Each week in the Sunday Times the odious Michael Winner ululates in the name of criticism against selected five-star restaurants where the food was not just as it should be for the rich and privileged. Winner whines when his lobster doesn’t screech loud enough as it hits the boiling water and is merciless on any waiter who can’t get him just the right wine at just the right temperature from just the right part of France. As an advanced guard into the eating establishments of the snobs and parasites, Winner is your man. His critical hammer is not applied to the likes of Burger King whoppers, Chicken McNuggets and Kentucky Fried Cholesterol.

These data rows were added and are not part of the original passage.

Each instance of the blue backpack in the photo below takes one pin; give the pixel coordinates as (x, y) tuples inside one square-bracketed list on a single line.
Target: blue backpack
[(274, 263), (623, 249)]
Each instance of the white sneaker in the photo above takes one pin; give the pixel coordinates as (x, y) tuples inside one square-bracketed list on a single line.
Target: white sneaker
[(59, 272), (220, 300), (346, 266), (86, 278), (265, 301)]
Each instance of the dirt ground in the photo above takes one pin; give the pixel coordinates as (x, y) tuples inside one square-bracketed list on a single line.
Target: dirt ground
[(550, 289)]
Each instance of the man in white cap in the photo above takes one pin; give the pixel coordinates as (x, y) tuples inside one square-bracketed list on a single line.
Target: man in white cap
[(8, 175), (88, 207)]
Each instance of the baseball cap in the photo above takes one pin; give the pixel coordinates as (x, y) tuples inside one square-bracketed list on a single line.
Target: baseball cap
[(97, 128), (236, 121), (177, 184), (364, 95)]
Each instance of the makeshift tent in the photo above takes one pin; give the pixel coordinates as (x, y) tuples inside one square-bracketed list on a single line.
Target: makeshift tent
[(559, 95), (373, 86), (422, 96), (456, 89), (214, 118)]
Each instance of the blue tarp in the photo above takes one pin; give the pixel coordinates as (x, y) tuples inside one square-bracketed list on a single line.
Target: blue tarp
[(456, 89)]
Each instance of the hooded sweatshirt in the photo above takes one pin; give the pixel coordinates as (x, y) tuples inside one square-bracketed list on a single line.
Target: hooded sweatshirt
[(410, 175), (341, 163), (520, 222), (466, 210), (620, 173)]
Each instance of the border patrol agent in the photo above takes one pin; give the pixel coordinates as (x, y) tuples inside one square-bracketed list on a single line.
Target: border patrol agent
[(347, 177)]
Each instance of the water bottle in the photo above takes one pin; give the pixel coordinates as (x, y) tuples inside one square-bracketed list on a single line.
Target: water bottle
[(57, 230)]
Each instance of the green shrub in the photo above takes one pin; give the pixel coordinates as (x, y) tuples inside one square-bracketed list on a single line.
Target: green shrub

Presumably Winner is aware that any old garbage is good enough for the Losers of the wealth-producing class.
It is costing McDonald’s £5,000 a day to mount their current libel case — the longest in British history — against the two victims who dared to publish a leaflet saying that their food was lousy, probably causes cancer and is produced by workers under super-exploited conditions. Anyone with a spare afternoon in central London should go along and laugh at the Big Mac’s briefs embarrassing themselves in public. (For example, they spent tens of thousands of dollars flying over from America expert witnesses to prove that McDonald's contain nutrients — only for them to admit under cross-examination that all food contains nutrients.)
Working on the old dictum that you are what you eat, might we conclude that the class who order quails eggs regard the class who can afford Big Macs as being a load of . . . old scheiss, if you’ll pardon my German “I am a hamburger" declared JFK in a moment of identity crisis. “Let them eat crap”, says Ronald McDonald, "and a free photo of Princess Di in the raw for every teenager ordering large fries.”